La doctrina de la Iglesia nos enseña además que Dios nos hizo únicos. Nadie que haya existido ni que exista jamás será igual a otro. Cada ser humano es irrepetible, y esa singularidad no es solo física: el alma de cada persona es también única, irreductible, irremplazable. Eso significa que cuando me acerco a otro, no me acerco a una categoría ni a un estereotipo humano. Me acerco a alguien que no existió antes y no existirá después. Alguien que Dios pensó, quiso y creó de manera singular, con una historia que nadie más tiene, con un cuerpo y un alma que nadie más puede reemplazar.
Si cada persona es única e irrepetible, entonces ninguna puede ser sustituida, intercambiada ni descartada cuando deja de ser útil. La lógica actual de reemplazar lo que se desgasta, descartar lo que no rinde, no puede aplicarse a las personas sin dañarlas. Y, sin embargo, es exactamente lo que ocurre cuando reducimos al otro a un objeto: minimizamos lo que es ser persona.
El ocaso del cuerpo va más allá de una crisis filosófica. Es una crisis de identidad. Cuando el cuerpo deja de ser el lugar donde la persona se revela, expresa y entrega, las relaciones pierden profundidad y se vuelven transacciones. El otro deja de ser un misterio que me convoca y se convierte en un recurso que administro.

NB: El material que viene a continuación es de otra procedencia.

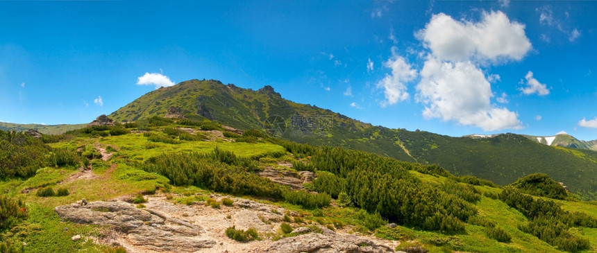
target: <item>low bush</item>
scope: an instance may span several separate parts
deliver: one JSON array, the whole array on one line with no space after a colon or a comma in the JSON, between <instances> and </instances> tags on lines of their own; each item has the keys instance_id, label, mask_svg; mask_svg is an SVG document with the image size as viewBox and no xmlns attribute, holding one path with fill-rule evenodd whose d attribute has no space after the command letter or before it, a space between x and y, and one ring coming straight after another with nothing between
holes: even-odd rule
<instances>
[{"instance_id":1,"label":"low bush","mask_svg":"<svg viewBox=\"0 0 597 253\"><path fill-rule=\"evenodd\" d=\"M69 190L68 190L68 189L65 189L65 188L60 188L60 189L58 189L58 191L56 192L56 195L57 195L57 196L59 196L59 197L60 197L60 196L67 196L69 194L70 194L70 193L69 192Z\"/></svg>"},{"instance_id":2,"label":"low bush","mask_svg":"<svg viewBox=\"0 0 597 253\"><path fill-rule=\"evenodd\" d=\"M229 227L226 229L226 235L230 239L239 242L248 242L253 240L261 240L259 233L254 228L249 228L246 231L237 229L234 226Z\"/></svg>"},{"instance_id":3,"label":"low bush","mask_svg":"<svg viewBox=\"0 0 597 253\"><path fill-rule=\"evenodd\" d=\"M487 236L496 239L500 243L510 243L512 237L508 233L500 227L490 227L487 229Z\"/></svg>"},{"instance_id":4,"label":"low bush","mask_svg":"<svg viewBox=\"0 0 597 253\"><path fill-rule=\"evenodd\" d=\"M42 188L37 190L37 192L35 193L35 195L37 197L52 197L55 196L56 193L54 191L54 189L52 189L51 186L46 186L44 188Z\"/></svg>"}]
</instances>

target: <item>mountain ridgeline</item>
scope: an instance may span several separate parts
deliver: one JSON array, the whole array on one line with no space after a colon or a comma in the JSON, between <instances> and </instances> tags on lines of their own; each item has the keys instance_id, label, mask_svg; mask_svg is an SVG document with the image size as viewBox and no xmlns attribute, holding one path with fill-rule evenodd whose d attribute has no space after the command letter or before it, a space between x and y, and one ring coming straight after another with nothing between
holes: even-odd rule
<instances>
[{"instance_id":1,"label":"mountain ridgeline","mask_svg":"<svg viewBox=\"0 0 597 253\"><path fill-rule=\"evenodd\" d=\"M164 116L209 119L241 130L259 129L298 143L342 146L407 162L437 164L456 175L473 175L505 185L534 173L564 182L585 198L597 197L597 152L541 144L535 138L503 134L480 139L389 129L339 113L284 99L270 86L257 91L217 80L192 80L151 91L110 117L135 121Z\"/></svg>"}]
</instances>

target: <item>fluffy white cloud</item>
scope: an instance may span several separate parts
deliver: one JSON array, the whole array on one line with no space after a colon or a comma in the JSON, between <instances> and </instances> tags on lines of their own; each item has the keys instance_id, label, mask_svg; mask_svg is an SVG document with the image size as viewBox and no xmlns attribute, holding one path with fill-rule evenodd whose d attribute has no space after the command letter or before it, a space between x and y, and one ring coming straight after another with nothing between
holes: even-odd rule
<instances>
[{"instance_id":1,"label":"fluffy white cloud","mask_svg":"<svg viewBox=\"0 0 597 253\"><path fill-rule=\"evenodd\" d=\"M175 83L169 78L161 73L145 72L143 76L137 78L137 85L155 85L155 89L158 89L160 87L170 87L174 85Z\"/></svg>"},{"instance_id":2,"label":"fluffy white cloud","mask_svg":"<svg viewBox=\"0 0 597 253\"><path fill-rule=\"evenodd\" d=\"M537 8L535 10L539 13L539 23L541 23L541 24L553 26L553 24L555 24L555 19L553 19L553 12L551 10L551 7L550 7L549 6L545 6L541 8Z\"/></svg>"},{"instance_id":3,"label":"fluffy white cloud","mask_svg":"<svg viewBox=\"0 0 597 253\"><path fill-rule=\"evenodd\" d=\"M502 78L496 73L487 76L487 80L491 83L496 83L502 81Z\"/></svg>"},{"instance_id":4,"label":"fluffy white cloud","mask_svg":"<svg viewBox=\"0 0 597 253\"><path fill-rule=\"evenodd\" d=\"M398 55L394 49L392 49L392 58L383 63L385 67L392 69L392 73L386 74L377 83L378 88L383 88L385 96L385 100L380 103L382 107L408 98L406 83L417 76L417 70L412 69L404 58Z\"/></svg>"},{"instance_id":5,"label":"fluffy white cloud","mask_svg":"<svg viewBox=\"0 0 597 253\"><path fill-rule=\"evenodd\" d=\"M589 121L585 118L582 118L580 121L578 121L578 125L583 128L597 128L597 117Z\"/></svg>"},{"instance_id":6,"label":"fluffy white cloud","mask_svg":"<svg viewBox=\"0 0 597 253\"><path fill-rule=\"evenodd\" d=\"M356 103L354 103L354 102L351 103L351 107L353 108L363 109L363 107L359 106L359 105L358 105Z\"/></svg>"},{"instance_id":7,"label":"fluffy white cloud","mask_svg":"<svg viewBox=\"0 0 597 253\"><path fill-rule=\"evenodd\" d=\"M521 87L519 89L523 91L525 95L531 95L537 93L539 96L545 96L549 94L549 89L547 89L547 85L544 83L539 82L537 79L533 78L532 72L528 71L526 76L525 76L525 79L526 79L526 86ZM520 84L524 85L524 80L521 80Z\"/></svg>"},{"instance_id":8,"label":"fluffy white cloud","mask_svg":"<svg viewBox=\"0 0 597 253\"><path fill-rule=\"evenodd\" d=\"M93 103L99 106L103 106L103 100L101 99L101 96L98 96L97 98L94 99Z\"/></svg>"},{"instance_id":9,"label":"fluffy white cloud","mask_svg":"<svg viewBox=\"0 0 597 253\"><path fill-rule=\"evenodd\" d=\"M443 60L519 60L531 49L524 29L523 24L510 21L501 11L484 12L477 23L439 13L417 35L433 55Z\"/></svg>"},{"instance_id":10,"label":"fluffy white cloud","mask_svg":"<svg viewBox=\"0 0 597 253\"><path fill-rule=\"evenodd\" d=\"M373 71L373 62L371 58L367 59L367 71Z\"/></svg>"},{"instance_id":11,"label":"fluffy white cloud","mask_svg":"<svg viewBox=\"0 0 597 253\"><path fill-rule=\"evenodd\" d=\"M577 28L574 28L571 32L570 32L570 37L568 40L570 40L571 42L576 40L579 37L580 37L580 31Z\"/></svg>"},{"instance_id":12,"label":"fluffy white cloud","mask_svg":"<svg viewBox=\"0 0 597 253\"><path fill-rule=\"evenodd\" d=\"M353 96L353 87L352 87L348 86L348 87L346 88L346 91L344 91L344 96Z\"/></svg>"},{"instance_id":13,"label":"fluffy white cloud","mask_svg":"<svg viewBox=\"0 0 597 253\"><path fill-rule=\"evenodd\" d=\"M485 131L521 128L516 113L490 103L491 85L470 61L451 63L429 57L421 71L417 100L426 119L454 120Z\"/></svg>"},{"instance_id":14,"label":"fluffy white cloud","mask_svg":"<svg viewBox=\"0 0 597 253\"><path fill-rule=\"evenodd\" d=\"M510 102L508 101L508 95L506 94L505 92L503 92L502 93L502 96L496 98L496 101L498 101L498 103L500 103L507 104L508 103L508 102Z\"/></svg>"}]
</instances>

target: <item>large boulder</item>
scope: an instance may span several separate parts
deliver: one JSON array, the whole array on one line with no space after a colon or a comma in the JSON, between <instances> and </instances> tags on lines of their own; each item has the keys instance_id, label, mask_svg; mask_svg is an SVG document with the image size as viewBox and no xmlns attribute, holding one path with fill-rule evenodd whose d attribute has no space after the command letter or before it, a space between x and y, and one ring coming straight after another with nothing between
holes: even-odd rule
<instances>
[{"instance_id":1,"label":"large boulder","mask_svg":"<svg viewBox=\"0 0 597 253\"><path fill-rule=\"evenodd\" d=\"M164 116L164 118L184 119L185 116L183 115L180 107L178 106L171 106L169 108L168 108L168 112L166 112L166 115Z\"/></svg>"},{"instance_id":2,"label":"large boulder","mask_svg":"<svg viewBox=\"0 0 597 253\"><path fill-rule=\"evenodd\" d=\"M101 114L98 116L94 121L91 121L90 123L87 124L87 126L94 126L94 125L114 125L114 121L112 119L106 116L106 114Z\"/></svg>"}]
</instances>

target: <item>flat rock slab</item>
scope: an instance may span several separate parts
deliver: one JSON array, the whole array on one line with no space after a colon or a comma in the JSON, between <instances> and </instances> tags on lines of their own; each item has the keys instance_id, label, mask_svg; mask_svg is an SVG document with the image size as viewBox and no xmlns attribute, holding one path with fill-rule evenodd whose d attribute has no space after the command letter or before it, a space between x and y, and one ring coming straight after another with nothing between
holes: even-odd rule
<instances>
[{"instance_id":1,"label":"flat rock slab","mask_svg":"<svg viewBox=\"0 0 597 253\"><path fill-rule=\"evenodd\" d=\"M196 238L204 232L199 226L121 201L72 204L56 207L56 211L62 219L75 223L112 226L125 234L131 245L151 250L192 252L210 248L216 243L213 240Z\"/></svg>"}]
</instances>

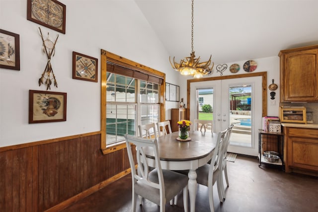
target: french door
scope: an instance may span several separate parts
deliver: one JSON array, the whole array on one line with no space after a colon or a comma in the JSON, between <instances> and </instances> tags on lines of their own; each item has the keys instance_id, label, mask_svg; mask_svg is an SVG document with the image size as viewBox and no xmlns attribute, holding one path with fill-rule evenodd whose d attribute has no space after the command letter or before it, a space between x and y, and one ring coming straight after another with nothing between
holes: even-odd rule
<instances>
[{"instance_id":1,"label":"french door","mask_svg":"<svg viewBox=\"0 0 318 212\"><path fill-rule=\"evenodd\" d=\"M208 95L211 93L212 98ZM210 104L214 132L224 130L231 124L235 126L228 150L257 155L257 130L261 129L262 120L261 76L191 82L190 97L190 120L199 118L203 105Z\"/></svg>"}]
</instances>

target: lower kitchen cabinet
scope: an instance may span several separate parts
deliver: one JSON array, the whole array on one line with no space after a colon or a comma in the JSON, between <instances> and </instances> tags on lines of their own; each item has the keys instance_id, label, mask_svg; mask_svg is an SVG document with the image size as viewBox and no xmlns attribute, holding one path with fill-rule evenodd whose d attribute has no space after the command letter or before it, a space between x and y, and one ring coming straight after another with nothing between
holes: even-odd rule
<instances>
[{"instance_id":1,"label":"lower kitchen cabinet","mask_svg":"<svg viewBox=\"0 0 318 212\"><path fill-rule=\"evenodd\" d=\"M300 170L318 175L318 129L284 127L285 171Z\"/></svg>"}]
</instances>

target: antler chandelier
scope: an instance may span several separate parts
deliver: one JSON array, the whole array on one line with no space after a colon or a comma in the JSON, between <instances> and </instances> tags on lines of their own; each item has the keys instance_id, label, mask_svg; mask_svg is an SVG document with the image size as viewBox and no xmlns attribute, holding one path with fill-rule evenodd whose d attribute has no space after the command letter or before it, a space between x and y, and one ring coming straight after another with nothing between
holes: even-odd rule
<instances>
[{"instance_id":1,"label":"antler chandelier","mask_svg":"<svg viewBox=\"0 0 318 212\"><path fill-rule=\"evenodd\" d=\"M173 64L171 62L171 59L169 57L169 61L172 68L180 72L182 75L190 75L194 78L200 78L204 75L208 74L211 72L214 64L211 62L211 58L207 62L200 63L200 57L195 58L194 51L193 51L193 0L192 3L192 19L191 19L191 52L190 57L187 57L181 60L180 63L177 63L174 61L173 57Z\"/></svg>"}]
</instances>

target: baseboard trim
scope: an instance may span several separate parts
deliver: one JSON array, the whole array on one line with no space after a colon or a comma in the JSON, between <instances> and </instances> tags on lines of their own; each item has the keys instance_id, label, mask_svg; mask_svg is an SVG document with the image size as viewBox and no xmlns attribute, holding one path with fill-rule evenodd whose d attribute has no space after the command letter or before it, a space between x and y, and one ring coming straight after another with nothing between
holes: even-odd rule
<instances>
[{"instance_id":1,"label":"baseboard trim","mask_svg":"<svg viewBox=\"0 0 318 212\"><path fill-rule=\"evenodd\" d=\"M127 175L131 173L131 170L129 168L125 171L123 171L117 175L109 178L95 186L89 188L88 189L80 193L77 195L71 197L71 198L64 201L58 205L55 206L54 207L51 208L45 211L46 212L59 212L64 209L65 209L67 207L71 206L74 204L77 203L79 201L85 198L85 197L90 195L91 194L98 191L98 190L103 188L110 183L113 183L116 180L121 178L122 177Z\"/></svg>"}]
</instances>

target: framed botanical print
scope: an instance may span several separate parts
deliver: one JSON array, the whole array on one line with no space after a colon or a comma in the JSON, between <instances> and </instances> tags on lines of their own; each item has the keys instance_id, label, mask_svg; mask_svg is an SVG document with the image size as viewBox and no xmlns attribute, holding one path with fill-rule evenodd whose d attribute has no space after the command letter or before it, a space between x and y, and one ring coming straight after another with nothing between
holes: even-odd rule
<instances>
[{"instance_id":1,"label":"framed botanical print","mask_svg":"<svg viewBox=\"0 0 318 212\"><path fill-rule=\"evenodd\" d=\"M65 34L66 6L56 0L27 0L27 19Z\"/></svg>"},{"instance_id":2,"label":"framed botanical print","mask_svg":"<svg viewBox=\"0 0 318 212\"><path fill-rule=\"evenodd\" d=\"M20 36L0 29L0 68L20 70Z\"/></svg>"},{"instance_id":3,"label":"framed botanical print","mask_svg":"<svg viewBox=\"0 0 318 212\"><path fill-rule=\"evenodd\" d=\"M66 121L66 93L29 90L29 124Z\"/></svg>"},{"instance_id":4,"label":"framed botanical print","mask_svg":"<svg viewBox=\"0 0 318 212\"><path fill-rule=\"evenodd\" d=\"M73 52L73 79L97 82L98 60Z\"/></svg>"}]
</instances>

La propuesta cristiana va en sentido exactamente contrario. Nos invita a amar en vez de usar. Es un paradigma de las relaciones radicalmente distinto. Amar es querer el bien del otro por lo que es, no por lo que me da. Es acercarse con asombro, con gratuidad, con la disposición de recibir al otro como un don y no como un medio.
La manera de salir del ocaso es recuperar la mirada: volver a ver en cada persona que se cruza con nosotros a alguien, no a algo. A una persona única, irrepetible, creada y amada por Dios, que merece ser encontrada y no simplemente utilizada.